Vertrek en terugkomst van schepen in Amsterdam093:

T.J.J.Bouman                                                                                                                                                                       Mary en Hillegonda                     04 april 1860                                                                                                                                                                   25 januari 1861

Bouma025 vermeldt T.J.J.Bouman als gezagvoerder gedurende:

  • 1834 t/m 1837 van de brik “Nijverheid”, gebouwd in 1826 op de werf “Het Land van Belofte” van P. van Swijndregt & de wed.
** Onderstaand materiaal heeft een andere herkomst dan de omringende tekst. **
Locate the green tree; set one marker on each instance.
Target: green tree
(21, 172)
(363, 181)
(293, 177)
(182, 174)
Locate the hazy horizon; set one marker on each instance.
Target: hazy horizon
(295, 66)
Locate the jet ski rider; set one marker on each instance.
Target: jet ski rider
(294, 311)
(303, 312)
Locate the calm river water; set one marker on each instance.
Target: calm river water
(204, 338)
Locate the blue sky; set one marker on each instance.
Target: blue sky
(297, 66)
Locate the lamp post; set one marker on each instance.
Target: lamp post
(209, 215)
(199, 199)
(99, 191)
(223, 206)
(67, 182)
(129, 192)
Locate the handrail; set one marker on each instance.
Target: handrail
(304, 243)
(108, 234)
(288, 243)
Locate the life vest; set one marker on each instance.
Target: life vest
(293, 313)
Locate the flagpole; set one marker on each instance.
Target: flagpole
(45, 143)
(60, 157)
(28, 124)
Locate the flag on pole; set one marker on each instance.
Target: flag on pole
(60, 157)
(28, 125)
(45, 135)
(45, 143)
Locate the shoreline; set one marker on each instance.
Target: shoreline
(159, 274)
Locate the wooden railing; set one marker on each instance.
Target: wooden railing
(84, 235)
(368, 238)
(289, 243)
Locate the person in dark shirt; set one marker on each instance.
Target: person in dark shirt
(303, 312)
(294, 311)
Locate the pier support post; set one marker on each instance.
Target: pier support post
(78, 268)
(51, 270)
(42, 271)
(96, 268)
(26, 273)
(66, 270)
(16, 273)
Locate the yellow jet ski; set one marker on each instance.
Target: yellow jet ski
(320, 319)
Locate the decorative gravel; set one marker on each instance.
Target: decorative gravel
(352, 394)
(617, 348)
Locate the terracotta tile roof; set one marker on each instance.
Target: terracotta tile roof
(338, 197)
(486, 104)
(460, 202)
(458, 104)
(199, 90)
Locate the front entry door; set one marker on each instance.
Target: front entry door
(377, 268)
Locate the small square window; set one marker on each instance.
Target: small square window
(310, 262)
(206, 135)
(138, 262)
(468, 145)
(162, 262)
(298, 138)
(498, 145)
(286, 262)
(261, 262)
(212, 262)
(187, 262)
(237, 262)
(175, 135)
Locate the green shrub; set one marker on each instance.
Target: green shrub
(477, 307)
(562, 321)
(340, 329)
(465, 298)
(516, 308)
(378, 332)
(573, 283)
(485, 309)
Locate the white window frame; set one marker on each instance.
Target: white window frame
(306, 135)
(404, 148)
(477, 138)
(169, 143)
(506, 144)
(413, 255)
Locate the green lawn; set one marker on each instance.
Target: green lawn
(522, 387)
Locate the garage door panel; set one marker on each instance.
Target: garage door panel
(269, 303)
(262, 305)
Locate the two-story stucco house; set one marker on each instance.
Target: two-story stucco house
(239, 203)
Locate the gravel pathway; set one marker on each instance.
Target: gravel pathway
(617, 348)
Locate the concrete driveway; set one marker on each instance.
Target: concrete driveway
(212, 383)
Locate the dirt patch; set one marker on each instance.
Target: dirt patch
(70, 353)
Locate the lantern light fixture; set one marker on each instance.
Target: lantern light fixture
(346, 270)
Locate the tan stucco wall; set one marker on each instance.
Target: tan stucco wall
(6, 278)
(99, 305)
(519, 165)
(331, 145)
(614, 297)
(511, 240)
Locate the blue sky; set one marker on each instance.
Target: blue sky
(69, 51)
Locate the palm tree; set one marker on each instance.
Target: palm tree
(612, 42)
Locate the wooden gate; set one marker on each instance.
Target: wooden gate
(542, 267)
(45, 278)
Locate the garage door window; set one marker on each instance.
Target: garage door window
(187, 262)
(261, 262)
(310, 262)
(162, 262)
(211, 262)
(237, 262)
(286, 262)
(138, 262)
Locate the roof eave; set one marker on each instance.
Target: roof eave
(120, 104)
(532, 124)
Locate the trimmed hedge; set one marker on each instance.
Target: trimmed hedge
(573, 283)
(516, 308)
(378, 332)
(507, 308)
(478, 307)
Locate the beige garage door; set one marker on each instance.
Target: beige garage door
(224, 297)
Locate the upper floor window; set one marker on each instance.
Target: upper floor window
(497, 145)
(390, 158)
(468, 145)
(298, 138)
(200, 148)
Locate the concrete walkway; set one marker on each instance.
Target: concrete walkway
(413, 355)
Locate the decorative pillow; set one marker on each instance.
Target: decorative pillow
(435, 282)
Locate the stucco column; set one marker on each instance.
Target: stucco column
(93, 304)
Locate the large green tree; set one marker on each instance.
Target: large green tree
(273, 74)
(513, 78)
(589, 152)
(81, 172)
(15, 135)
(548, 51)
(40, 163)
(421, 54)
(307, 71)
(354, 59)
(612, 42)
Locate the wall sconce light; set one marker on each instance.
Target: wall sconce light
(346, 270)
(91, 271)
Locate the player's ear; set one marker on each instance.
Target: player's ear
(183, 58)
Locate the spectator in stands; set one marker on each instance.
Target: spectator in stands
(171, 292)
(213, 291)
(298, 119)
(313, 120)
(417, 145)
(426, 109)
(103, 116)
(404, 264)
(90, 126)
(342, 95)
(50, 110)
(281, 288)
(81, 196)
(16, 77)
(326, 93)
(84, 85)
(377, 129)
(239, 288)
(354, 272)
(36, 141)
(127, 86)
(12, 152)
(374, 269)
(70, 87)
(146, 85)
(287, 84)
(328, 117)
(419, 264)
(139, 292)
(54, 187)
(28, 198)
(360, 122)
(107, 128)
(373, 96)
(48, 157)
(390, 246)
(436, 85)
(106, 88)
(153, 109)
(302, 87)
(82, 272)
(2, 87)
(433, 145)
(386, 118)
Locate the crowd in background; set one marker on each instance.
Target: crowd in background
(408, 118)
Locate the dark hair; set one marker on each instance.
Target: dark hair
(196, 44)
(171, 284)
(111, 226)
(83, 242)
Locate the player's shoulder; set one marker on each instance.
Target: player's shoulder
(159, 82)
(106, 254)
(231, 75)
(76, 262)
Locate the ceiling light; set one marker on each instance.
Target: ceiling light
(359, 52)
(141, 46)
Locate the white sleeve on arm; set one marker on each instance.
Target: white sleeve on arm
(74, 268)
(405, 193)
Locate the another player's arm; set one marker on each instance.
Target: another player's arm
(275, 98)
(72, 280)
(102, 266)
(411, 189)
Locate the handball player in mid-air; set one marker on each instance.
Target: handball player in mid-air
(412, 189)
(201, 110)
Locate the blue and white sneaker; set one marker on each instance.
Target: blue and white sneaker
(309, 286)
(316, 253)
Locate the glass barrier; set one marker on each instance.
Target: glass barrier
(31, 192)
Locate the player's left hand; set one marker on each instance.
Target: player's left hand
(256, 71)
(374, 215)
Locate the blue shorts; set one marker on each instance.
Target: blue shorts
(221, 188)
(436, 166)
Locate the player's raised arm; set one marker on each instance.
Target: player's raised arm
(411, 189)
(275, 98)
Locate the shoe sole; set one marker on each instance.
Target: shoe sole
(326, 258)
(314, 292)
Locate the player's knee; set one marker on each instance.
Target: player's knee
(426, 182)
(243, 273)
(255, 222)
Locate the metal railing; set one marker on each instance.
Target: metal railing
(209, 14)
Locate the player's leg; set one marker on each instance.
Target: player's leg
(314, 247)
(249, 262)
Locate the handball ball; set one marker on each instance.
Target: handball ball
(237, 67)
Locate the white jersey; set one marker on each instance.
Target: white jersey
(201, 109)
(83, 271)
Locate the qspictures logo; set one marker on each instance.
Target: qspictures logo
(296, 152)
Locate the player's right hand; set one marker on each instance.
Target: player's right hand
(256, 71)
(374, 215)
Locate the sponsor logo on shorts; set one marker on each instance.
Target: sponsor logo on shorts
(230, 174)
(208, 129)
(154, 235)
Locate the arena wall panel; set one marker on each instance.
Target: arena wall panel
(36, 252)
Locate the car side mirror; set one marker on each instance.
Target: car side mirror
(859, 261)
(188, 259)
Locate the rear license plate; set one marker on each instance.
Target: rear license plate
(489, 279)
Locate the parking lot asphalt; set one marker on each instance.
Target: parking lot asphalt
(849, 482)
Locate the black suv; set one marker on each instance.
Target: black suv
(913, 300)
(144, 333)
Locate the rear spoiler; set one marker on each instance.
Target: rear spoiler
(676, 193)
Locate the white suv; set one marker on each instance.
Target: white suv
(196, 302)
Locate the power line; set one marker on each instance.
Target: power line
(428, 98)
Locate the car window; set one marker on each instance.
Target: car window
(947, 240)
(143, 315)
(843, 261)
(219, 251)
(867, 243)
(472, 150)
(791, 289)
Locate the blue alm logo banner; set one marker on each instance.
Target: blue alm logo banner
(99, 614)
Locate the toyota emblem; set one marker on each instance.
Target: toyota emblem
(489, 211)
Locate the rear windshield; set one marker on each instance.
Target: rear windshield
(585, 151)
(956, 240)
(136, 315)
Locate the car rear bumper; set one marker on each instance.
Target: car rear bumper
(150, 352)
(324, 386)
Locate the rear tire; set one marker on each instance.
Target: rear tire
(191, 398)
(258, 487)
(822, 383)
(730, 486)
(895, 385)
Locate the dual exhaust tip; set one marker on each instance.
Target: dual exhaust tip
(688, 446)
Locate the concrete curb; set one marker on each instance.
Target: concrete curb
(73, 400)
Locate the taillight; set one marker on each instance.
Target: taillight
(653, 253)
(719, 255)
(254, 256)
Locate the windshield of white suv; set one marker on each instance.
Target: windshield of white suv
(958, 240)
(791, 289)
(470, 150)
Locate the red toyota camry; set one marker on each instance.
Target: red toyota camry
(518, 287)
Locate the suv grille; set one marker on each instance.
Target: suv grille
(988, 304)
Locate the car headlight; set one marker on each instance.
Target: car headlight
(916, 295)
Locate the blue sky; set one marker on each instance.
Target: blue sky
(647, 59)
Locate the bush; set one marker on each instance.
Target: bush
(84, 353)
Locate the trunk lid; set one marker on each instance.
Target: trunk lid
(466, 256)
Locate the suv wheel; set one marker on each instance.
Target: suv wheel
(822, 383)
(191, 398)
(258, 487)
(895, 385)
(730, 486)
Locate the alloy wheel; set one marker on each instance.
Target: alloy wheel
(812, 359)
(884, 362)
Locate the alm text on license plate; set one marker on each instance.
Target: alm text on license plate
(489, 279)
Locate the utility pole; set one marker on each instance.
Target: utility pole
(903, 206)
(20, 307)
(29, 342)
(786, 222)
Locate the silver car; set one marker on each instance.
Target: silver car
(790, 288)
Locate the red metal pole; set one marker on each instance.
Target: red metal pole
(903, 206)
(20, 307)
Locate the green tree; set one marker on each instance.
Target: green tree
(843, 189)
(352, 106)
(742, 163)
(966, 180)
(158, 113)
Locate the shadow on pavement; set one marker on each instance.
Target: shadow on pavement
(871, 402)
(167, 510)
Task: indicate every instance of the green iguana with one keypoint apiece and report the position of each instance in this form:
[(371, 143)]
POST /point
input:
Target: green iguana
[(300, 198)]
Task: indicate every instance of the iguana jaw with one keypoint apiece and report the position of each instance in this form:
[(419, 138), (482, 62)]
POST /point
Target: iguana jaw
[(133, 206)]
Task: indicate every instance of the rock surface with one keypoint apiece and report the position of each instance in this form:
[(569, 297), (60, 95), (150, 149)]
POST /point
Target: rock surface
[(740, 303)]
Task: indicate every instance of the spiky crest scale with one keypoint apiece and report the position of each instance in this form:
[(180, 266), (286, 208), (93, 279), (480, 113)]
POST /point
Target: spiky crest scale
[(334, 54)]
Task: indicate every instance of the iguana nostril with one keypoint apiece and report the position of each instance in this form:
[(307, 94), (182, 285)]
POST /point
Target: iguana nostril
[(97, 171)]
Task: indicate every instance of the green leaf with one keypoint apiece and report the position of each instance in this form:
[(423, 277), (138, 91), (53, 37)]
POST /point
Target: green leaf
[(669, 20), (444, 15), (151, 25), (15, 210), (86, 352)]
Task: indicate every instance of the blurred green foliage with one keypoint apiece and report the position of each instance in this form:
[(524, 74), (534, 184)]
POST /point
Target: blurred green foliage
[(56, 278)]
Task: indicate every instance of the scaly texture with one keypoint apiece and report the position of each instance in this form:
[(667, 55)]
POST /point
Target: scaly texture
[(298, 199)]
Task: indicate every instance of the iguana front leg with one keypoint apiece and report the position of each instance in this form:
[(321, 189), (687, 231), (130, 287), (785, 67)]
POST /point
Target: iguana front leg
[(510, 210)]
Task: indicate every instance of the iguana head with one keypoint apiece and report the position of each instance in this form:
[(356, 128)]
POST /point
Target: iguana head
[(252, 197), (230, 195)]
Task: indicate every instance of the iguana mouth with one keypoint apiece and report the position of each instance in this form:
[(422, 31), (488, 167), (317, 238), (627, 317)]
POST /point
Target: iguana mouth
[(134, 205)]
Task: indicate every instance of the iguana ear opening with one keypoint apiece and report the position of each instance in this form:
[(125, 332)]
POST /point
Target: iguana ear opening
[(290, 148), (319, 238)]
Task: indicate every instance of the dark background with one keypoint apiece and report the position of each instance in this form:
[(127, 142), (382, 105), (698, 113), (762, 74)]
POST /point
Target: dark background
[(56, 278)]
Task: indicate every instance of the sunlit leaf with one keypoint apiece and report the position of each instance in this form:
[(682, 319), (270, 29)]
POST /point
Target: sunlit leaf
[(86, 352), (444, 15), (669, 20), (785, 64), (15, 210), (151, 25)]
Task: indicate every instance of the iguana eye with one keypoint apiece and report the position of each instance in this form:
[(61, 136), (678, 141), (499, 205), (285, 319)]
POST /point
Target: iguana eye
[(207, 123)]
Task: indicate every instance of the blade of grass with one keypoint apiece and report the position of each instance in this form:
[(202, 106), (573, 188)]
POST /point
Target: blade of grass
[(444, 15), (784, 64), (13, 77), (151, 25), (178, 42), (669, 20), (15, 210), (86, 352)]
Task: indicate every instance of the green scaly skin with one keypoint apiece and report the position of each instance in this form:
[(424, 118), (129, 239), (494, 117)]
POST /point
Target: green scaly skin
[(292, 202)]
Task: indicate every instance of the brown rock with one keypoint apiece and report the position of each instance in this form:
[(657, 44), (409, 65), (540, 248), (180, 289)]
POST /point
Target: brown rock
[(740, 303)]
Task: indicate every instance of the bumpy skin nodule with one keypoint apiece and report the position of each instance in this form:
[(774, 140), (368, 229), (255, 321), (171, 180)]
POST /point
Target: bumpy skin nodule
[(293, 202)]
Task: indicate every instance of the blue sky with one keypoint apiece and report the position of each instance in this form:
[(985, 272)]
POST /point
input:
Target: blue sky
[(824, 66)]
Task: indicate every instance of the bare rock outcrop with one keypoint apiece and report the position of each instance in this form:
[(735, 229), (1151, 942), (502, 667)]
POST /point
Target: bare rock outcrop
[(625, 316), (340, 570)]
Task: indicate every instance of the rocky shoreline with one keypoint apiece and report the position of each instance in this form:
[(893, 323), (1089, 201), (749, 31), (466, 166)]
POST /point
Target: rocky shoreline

Visser te Rotterdam, 370 ton o.m., varend voor Hudig & Blokhuizen te Rotterdam. Het schip verbrandde in 1837 na blikseminslag;
  • 1840 t/m 1855 van het 3/mschip “Mozambique”, gebouwd in 1839 te Rotterdam, 700 ton o.m., varend voor Hudig & Blokhuyzen te Rotterdam. Het schip voer in 1856 voor van Dulken & van Dorp te Rotterdam en was herdoopt in “Maleyer”
  • 1855 t/m 1858 van het 3/m schip “Admiraal van Kinsbergen”, gebouwd in 1839 te Rotterdam, 750 ton o.m., varend voor E.Suermondt & Zn & Co te Rotterdam. Het schip voer in 1859 voor van Zeylen & Dekker te Rotterdam en was herdoopt in “Remigius Adolphus”;
  • 1860 t/m 1861 van de bark “Mary & Hillegonda”, gebouwd in 1856 te Alblasserdam, 754 ton o.m., varend voor E.Suermondt & Zn & Co te Rotterdam.

 

Overige bijzonderheden

Van 1834 kapitein/eigenaar van de brik “Nijverheid”, gebouwd in 1825 te Rotterdam. “Verbrand na blikseminslag”025. Het “barkschip” “Nijverheid” ging op 29 maart 1837 in de Indische Oceaan door brand ten onder. Een der passagiers, de adjunct-inspecteur bij het Nederlands-Oostindische leger, maakte lovende opmerkingen over de voeding aan boord voor de passagiers. “De tafelgerechten verschilden in versheid weinig van die aan de wal, ... terwijl de kapitein tevens slachtvee en gevogelte genoeg voor de gehele reis aan boord had; al duurde die ook vier maanden”. Ook was hij zeer te spreken over “het betamelijk gezag” dat er tussen de kapitein, de stuurlieden en verdere ondergeschikten heerste. (Uit: E.W.Petrejus  Het schip vaart uit  De Boer Maritiem 1975, p.86).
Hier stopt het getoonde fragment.